Image of same result on different LAN using ADSL router instead of 4G router to rule out carrier grade LAN as the issue:

1 Like

I’ve tried all of 3 addresses, same results

I don’t understand why this issue is so uncommon, I’m starting to wonder if it’s Ubuntu server but it’s anyone’s guess at this point. Hopefully someone can point me in the right direction.

I tried to run the ‘microk8s.enable dns storage’ command and even that failed, something is clearly wrong with the microk8s config on the master PI. The microk8s status command just hangs forever also.

Doesn’t seem to be starting? :thinking:

I am suffering the same issue. My system automatically updated to 1.20.2 today which killed my cluster. All worker nodes went into “Not Ready” state and I did not have a chance to reactivate them. It is the second time that something goes wrong due to a SNAP update and I do not really find a good guide how to disable automatic updates generally (maybe I just set a time I will never see being alive).

While MicroK8S is lovely, these issues are really annoying, particularly since I almost finsihed my move of Docker single host to a 4 node cluster :frowning:

Thx for helping getting this fixed and stable. I will now try to backport and install v1.19/stable

Jens

I ended up just installing k3s, successfully got my pi3b workers up although they’re not doing anything yet.

this is pretty frustrating, I am not even getting MicroK8S 1.19 up and running anymore, despite running snap remove microk8s --purge

The 1.19 version after disabling HA cluster always complained it cannot connect nodes to a DQLITE / HA-Cluster despite all nodes and the master were disabled…

I give it one last try with installing snap microk8s --classic, leaving HA enabled. If I again cannot add nodes I will revert to kubespray (as this will not kill my cluster with auto-updates)

Ok, this was working now: snap install microk8s --classic >> so far I always added the channel=1.20/stable (or 1.19,…) > so far as well always deactivated HA-Cluster since I did want to use all 4 nodes and not spare one.

Decided now to try the native install and as well monitor for another snap update. If all fails once more I have to reconsider since I want to move to production and need reliability.

If anyone has ideas what is causing these effects, that would be very interesting.

It seems more people here are running k3s than microk8s hence why I switched, it just worked thankfully. (Coming from a noob) perhaps use that or kubespray if you are already familiar with it. The kubernetes discord channel were helpful, if you want to ask for help identifying the cause of your issues in there.

@JensF @robtheslob sorry about your issues.
There’s a fix coming into 1.20 and 1.19 in the next few days concerning the memory leaks on dqlite.

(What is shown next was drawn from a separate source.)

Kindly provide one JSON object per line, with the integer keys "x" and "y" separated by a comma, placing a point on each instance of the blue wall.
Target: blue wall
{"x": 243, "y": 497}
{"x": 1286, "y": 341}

Hi @JensF , you can set the date and time when snap updates will reach you as described in Managing updates | Snapcraft documentation

Yes I am aware, thx for reminding. I just did not find a full opt out from automated updates - maybe just picking a date in far future…

Yet: I do as well like the possibility to stay up2date but am frustrated that I had two times issues with 2 releases this is 100% of all updates fail for me :grinning:

I no left the HA-Cluster enabled, looks as well all 4 nodes are being scheduled not as when I first tried HA and one node was set aside for spare.

Will see what happens with 1.20.3 update - is that any way to subscribe to release notifications?

Thx
Jens

Continuing the discussion from MicroK8s failed to join RPI cluster error code 500:

Yes, thats pretty frustrating. Same problems here. It seems not possible with microk8s to create a cluster if the cluster members are on different physical hardware. I got it working however if i only use one server having multiple lxc containers to build a cluster. As soon as multiple servers are involved it just doesn’t work. Even worse - joining a cluster from a remote seems to work ok, no complaints on the joining cluster but then the master and all other nodes are no longer accessible. kubectl runs into timeout same with microk8s inspect.